A multimodal distribution is a probability distribution with two or more modes.
If you create a histogram to visualize a multimodal distribution, you’ll notice that it has more than one peak:
If a distribution has exactly two peaks then it’s considered a bimodal distribution, which is a specific type of multimodal distribution.
This is in contrast to a unimodal distribution, which only has one peak:
Although unimodal distributions like the normal distribution are used most often to explain topics in statistics, multimodal distributions actually appear fairly often in practice so it’s useful to know how to recognize and analyze them.
Examples of Multimodal Distributions
Here are a few examples of multimodal distributions.
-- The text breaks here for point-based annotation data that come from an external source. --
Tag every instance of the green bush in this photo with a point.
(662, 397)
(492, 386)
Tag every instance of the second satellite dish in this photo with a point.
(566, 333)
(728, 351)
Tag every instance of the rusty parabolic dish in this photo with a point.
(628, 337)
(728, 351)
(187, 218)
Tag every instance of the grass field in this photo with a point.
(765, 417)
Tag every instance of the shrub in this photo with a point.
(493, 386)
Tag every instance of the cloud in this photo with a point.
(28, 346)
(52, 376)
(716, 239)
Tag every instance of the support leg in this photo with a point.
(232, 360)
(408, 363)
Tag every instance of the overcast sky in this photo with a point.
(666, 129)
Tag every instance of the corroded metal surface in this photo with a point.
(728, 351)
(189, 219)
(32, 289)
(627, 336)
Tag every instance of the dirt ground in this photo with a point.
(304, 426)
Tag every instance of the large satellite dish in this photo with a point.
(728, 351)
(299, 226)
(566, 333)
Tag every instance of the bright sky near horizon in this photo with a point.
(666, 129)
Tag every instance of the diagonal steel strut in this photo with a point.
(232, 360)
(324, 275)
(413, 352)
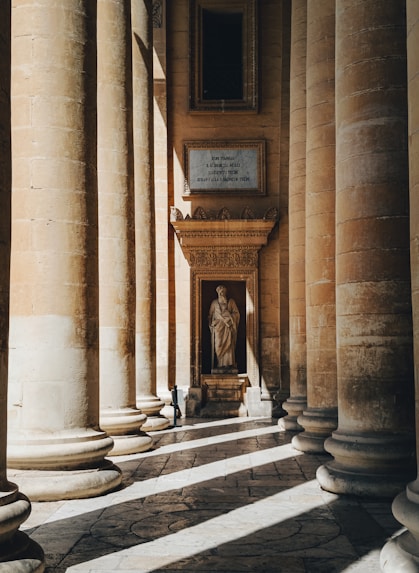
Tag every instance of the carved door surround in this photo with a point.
(223, 250)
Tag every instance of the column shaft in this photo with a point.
(145, 353)
(320, 418)
(119, 415)
(373, 444)
(17, 551)
(297, 400)
(54, 358)
(402, 553)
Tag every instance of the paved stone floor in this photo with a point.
(215, 495)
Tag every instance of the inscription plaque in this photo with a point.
(226, 168)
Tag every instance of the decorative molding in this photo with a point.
(223, 258)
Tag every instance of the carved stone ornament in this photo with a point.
(222, 242)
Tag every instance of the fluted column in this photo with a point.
(119, 416)
(297, 400)
(320, 418)
(15, 546)
(54, 356)
(145, 352)
(373, 445)
(401, 554)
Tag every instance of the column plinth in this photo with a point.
(124, 426)
(367, 464)
(318, 424)
(151, 406)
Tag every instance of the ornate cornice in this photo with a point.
(222, 243)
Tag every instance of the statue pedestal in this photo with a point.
(224, 395)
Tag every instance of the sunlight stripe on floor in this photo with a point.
(202, 442)
(236, 524)
(176, 480)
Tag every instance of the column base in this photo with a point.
(64, 450)
(21, 555)
(367, 465)
(295, 407)
(318, 424)
(401, 553)
(155, 423)
(125, 428)
(15, 508)
(151, 406)
(47, 485)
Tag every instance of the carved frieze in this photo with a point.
(222, 242)
(223, 258)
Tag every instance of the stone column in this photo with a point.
(320, 418)
(142, 56)
(373, 445)
(17, 552)
(402, 552)
(119, 415)
(54, 355)
(297, 400)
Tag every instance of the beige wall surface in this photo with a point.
(221, 126)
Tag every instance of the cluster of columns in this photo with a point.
(349, 171)
(77, 347)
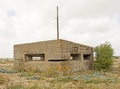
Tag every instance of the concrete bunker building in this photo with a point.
(58, 52)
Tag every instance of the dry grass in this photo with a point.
(45, 81)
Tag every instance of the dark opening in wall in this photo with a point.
(75, 56)
(35, 57)
(86, 57)
(57, 59)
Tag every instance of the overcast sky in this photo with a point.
(90, 22)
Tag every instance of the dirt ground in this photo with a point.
(83, 80)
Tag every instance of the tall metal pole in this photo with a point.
(57, 24)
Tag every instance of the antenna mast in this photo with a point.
(57, 24)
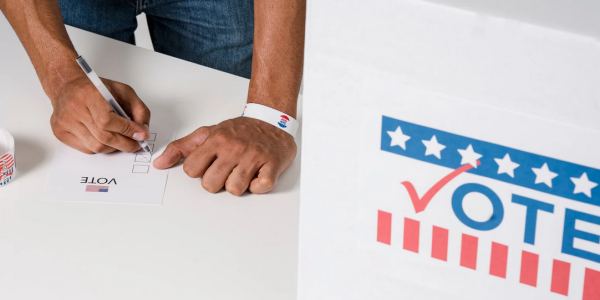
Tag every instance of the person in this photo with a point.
(262, 40)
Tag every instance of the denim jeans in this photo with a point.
(215, 33)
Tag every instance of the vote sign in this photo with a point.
(524, 224)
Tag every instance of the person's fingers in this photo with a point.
(181, 148)
(88, 139)
(72, 141)
(266, 179)
(214, 178)
(132, 104)
(199, 161)
(241, 176)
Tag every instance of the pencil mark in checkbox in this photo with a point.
(140, 169)
(143, 151)
(143, 157)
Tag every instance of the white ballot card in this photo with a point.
(111, 178)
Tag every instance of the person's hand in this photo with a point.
(240, 154)
(83, 120)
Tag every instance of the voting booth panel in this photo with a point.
(447, 155)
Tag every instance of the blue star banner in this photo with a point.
(513, 166)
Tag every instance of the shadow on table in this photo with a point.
(28, 154)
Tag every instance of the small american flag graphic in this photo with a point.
(96, 188)
(7, 167)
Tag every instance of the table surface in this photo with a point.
(196, 245)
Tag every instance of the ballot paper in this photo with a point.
(111, 178)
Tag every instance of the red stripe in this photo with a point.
(439, 247)
(384, 227)
(591, 285)
(560, 277)
(468, 252)
(411, 235)
(529, 267)
(499, 260)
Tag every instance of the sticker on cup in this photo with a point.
(7, 157)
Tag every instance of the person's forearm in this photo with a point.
(278, 55)
(39, 26)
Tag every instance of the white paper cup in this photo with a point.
(7, 158)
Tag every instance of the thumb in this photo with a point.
(181, 148)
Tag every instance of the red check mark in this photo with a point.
(421, 204)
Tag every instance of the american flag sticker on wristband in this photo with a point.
(7, 158)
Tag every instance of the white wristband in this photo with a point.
(274, 117)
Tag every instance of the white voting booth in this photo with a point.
(448, 153)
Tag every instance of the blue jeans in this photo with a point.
(214, 33)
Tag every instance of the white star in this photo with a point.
(469, 156)
(398, 138)
(506, 165)
(433, 147)
(583, 185)
(544, 175)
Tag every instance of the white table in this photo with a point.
(195, 246)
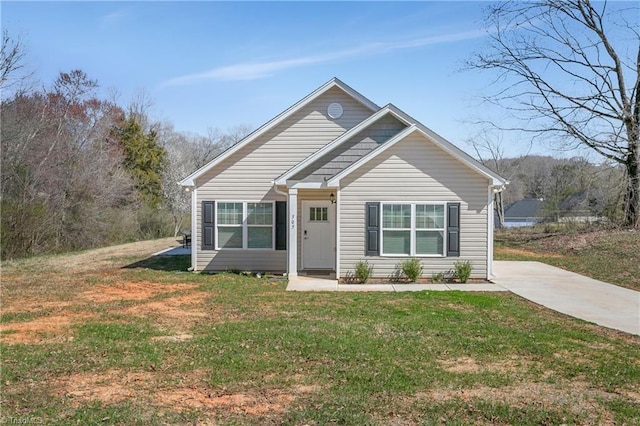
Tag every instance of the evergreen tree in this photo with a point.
(145, 159)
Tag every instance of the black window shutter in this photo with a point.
(208, 225)
(453, 229)
(372, 229)
(281, 225)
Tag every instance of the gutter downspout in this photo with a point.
(286, 197)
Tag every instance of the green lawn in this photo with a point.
(152, 344)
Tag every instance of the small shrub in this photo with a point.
(363, 271)
(463, 270)
(412, 268)
(437, 278)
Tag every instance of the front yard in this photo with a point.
(113, 337)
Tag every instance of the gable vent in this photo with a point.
(335, 110)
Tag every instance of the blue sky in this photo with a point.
(217, 64)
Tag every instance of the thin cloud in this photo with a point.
(113, 18)
(258, 70)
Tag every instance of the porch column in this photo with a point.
(292, 233)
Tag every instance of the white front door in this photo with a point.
(318, 235)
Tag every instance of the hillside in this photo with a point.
(610, 255)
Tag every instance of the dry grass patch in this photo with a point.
(575, 397)
(44, 329)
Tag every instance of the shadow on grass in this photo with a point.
(163, 263)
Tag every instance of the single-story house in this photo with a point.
(336, 179)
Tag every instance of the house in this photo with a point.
(336, 179)
(525, 212)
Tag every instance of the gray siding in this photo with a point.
(414, 170)
(247, 174)
(351, 150)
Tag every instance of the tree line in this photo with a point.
(568, 187)
(80, 171)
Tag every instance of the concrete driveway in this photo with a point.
(572, 294)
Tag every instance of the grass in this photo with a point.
(139, 341)
(610, 255)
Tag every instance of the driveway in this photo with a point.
(572, 294)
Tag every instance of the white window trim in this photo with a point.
(245, 226)
(413, 229)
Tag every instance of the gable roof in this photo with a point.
(334, 82)
(325, 150)
(413, 125)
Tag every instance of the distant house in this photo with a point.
(336, 179)
(526, 212)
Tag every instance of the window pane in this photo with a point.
(260, 237)
(429, 216)
(318, 214)
(396, 216)
(429, 242)
(229, 213)
(259, 213)
(230, 236)
(396, 242)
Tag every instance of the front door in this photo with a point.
(318, 235)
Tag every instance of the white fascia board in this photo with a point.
(438, 140)
(388, 109)
(495, 179)
(334, 82)
(335, 181)
(309, 185)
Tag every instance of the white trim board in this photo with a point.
(334, 82)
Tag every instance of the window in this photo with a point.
(429, 229)
(244, 225)
(318, 214)
(413, 229)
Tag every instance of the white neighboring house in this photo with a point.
(336, 179)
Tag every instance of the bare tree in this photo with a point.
(12, 67)
(570, 69)
(489, 148)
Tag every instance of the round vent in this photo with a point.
(335, 110)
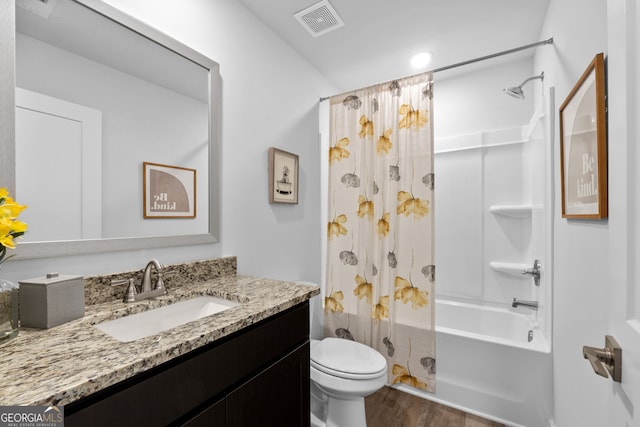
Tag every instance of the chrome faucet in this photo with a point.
(529, 304)
(146, 291)
(146, 276)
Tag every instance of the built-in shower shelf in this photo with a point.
(512, 268)
(512, 211)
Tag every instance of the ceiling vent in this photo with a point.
(42, 8)
(319, 19)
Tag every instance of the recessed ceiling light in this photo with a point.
(420, 60)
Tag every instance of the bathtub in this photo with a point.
(493, 362)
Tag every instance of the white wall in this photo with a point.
(270, 98)
(580, 247)
(474, 101)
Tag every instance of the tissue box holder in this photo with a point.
(49, 301)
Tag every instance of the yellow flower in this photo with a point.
(366, 127)
(332, 302)
(404, 376)
(406, 292)
(383, 225)
(336, 228)
(384, 142)
(410, 205)
(339, 151)
(365, 207)
(364, 289)
(381, 310)
(10, 227)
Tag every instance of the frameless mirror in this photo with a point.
(97, 95)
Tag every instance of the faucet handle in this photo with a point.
(118, 282)
(130, 294)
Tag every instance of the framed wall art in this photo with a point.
(283, 176)
(169, 191)
(583, 146)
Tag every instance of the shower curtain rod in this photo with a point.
(471, 61)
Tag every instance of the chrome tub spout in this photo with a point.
(529, 304)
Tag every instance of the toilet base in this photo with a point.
(346, 413)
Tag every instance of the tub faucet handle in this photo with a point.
(534, 271)
(609, 357)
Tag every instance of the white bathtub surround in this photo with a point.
(494, 360)
(380, 257)
(487, 366)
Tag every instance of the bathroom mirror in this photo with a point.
(97, 94)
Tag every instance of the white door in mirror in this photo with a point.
(152, 322)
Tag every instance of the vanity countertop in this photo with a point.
(60, 365)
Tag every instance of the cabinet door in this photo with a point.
(213, 416)
(278, 396)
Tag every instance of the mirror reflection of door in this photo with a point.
(155, 108)
(58, 148)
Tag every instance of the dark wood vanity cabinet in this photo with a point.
(257, 376)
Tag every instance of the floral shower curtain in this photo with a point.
(380, 260)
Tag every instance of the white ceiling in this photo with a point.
(379, 36)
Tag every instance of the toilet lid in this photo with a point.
(347, 359)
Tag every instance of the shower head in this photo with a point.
(516, 91)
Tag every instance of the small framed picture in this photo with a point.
(283, 176)
(583, 146)
(169, 191)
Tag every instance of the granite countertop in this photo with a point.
(60, 365)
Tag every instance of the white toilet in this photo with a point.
(343, 372)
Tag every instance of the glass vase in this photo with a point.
(9, 324)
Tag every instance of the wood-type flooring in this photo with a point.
(393, 408)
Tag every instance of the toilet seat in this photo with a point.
(347, 359)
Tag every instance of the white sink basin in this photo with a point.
(152, 322)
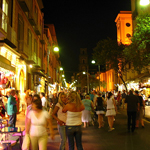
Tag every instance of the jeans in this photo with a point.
(131, 116)
(62, 132)
(12, 120)
(39, 142)
(74, 132)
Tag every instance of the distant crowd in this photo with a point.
(72, 111)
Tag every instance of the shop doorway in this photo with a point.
(21, 82)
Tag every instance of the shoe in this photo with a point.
(111, 129)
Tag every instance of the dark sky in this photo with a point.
(81, 24)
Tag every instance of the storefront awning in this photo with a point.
(39, 73)
(6, 64)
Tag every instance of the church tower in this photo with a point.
(83, 60)
(124, 27)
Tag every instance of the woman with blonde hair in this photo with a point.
(36, 126)
(86, 113)
(74, 110)
(61, 119)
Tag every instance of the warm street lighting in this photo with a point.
(61, 69)
(144, 2)
(93, 62)
(56, 49)
(30, 66)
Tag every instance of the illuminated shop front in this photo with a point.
(13, 71)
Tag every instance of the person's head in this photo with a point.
(109, 95)
(130, 92)
(99, 94)
(136, 92)
(73, 97)
(35, 97)
(42, 94)
(29, 100)
(87, 97)
(12, 92)
(62, 98)
(36, 103)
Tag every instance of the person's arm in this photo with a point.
(55, 117)
(114, 104)
(92, 105)
(51, 128)
(28, 124)
(65, 109)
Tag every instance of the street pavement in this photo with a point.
(100, 139)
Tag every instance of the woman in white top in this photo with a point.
(61, 119)
(36, 126)
(111, 110)
(74, 110)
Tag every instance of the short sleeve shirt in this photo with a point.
(62, 116)
(38, 125)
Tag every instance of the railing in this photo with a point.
(25, 4)
(31, 18)
(32, 57)
(22, 47)
(38, 29)
(39, 61)
(12, 36)
(3, 20)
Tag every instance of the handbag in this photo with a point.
(26, 142)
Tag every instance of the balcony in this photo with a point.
(38, 29)
(44, 39)
(11, 38)
(25, 5)
(23, 49)
(3, 24)
(32, 58)
(31, 18)
(38, 63)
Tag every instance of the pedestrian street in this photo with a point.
(100, 139)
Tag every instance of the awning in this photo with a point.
(39, 72)
(6, 64)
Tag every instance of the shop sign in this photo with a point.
(5, 66)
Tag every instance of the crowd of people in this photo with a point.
(71, 110)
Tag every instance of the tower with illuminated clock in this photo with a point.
(124, 27)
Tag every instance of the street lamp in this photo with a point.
(144, 2)
(56, 49)
(61, 69)
(87, 79)
(93, 62)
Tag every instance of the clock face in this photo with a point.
(128, 24)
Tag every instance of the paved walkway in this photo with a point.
(100, 139)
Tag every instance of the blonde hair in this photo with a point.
(59, 99)
(74, 97)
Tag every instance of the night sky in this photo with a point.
(81, 24)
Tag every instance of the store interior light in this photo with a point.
(56, 49)
(93, 61)
(30, 66)
(61, 69)
(144, 2)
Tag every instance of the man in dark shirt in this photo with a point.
(132, 107)
(123, 95)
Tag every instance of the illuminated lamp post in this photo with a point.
(56, 49)
(144, 2)
(93, 62)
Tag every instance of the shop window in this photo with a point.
(4, 15)
(29, 41)
(20, 28)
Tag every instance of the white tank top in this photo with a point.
(110, 103)
(73, 118)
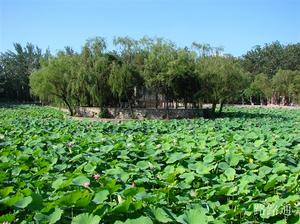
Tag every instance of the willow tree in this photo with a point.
(222, 79)
(52, 81)
(261, 88)
(285, 85)
(156, 71)
(15, 68)
(184, 81)
(91, 81)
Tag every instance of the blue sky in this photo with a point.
(237, 25)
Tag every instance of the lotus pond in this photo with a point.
(241, 168)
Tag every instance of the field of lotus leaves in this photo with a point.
(241, 168)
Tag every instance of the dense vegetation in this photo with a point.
(151, 67)
(241, 168)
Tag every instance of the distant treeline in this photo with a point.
(150, 67)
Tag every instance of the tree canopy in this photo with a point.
(154, 67)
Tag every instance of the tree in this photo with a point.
(156, 74)
(182, 76)
(284, 85)
(261, 87)
(221, 80)
(92, 77)
(52, 81)
(15, 70)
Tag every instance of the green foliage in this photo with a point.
(221, 78)
(230, 169)
(15, 68)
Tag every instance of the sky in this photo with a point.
(236, 25)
Example 1: Distribution of Exam Scores
Suppose a professor gives an exam to his class. Some of the students studied, while others did not. When the professor creates a histogram of the exam scores, it follows a multimodal distribution with one peak around low scores for students who didn’t study and another peak around high scores for students who did study:
Example 2: Height of Different Plant Species
Suppose a scientist goes around a field and measures the height of different plants. Without realizing it, she measures the height of three different species – one that is quite tall, another that is of medium height, and another that is quite short.
When she creates a histogram to visualize the distribution of heights, she finds that it is multimodal – each peak represents the most common height of the three different species.
Example 3: Distribution of Customers
A restaurant owner tracks how many customers visit each hour. When he goes to create a histogram to visualize the distribution of customers, he finds that the distribution is multimodal – there is a peak during lunch hours and another peak during dinner hours.
What Causes Multimodal Distributions?
There are typically one of two underlying causes of multimodal distributions:
1. Multiple groups are lumped together.
Multimodal distributions can occur when you collect data for multiple groups without realizing it.
For example, if a scientist unknowingly measures the height of three different plant species located in the same field, the distribution of all the plants will appear multimodal when placed on the same histogram.
2. There exists an underlying phenomena.
Multimodal distributions can also occur because of some underlying phenomena.
For example, the number of customers who visit a restaurant each hour follows a multimodal distribution since people tend to eat out during two distinct times: lunch and dinner. This underlying human behavior causes the multimodal distribution.
How to Analyze Multimodal Distributions
We often describe distributions using the mean or median since this gives us an idea of where the “center” of the distribution is located.
Unfortunately, the mean and median aren’t useful to know for a bimodal distribution. For example, the mean exam score for students in the example above is 81:
However, very few students actually scored close to 81. In this case, the mean is misleading. Most students actually scored around 74 or around 88.
A better way to analyze and interpret bimodal distributions is to simply break the data into two separate groups, then analyze the location of the center and the spread for each group individually.
For example, we may break up the exam scores into “low scores” and “high scores” and then find the mean and standard deviation for each group.
When calculating summary statistics for a given distribution like the mean, median, or standard deviation, be sure to visualize the distribution to determine if it is unimodal or multimodal.
If a distribution is multimodal, it can be misleading to describe it using a single mean, median, or standard deviation.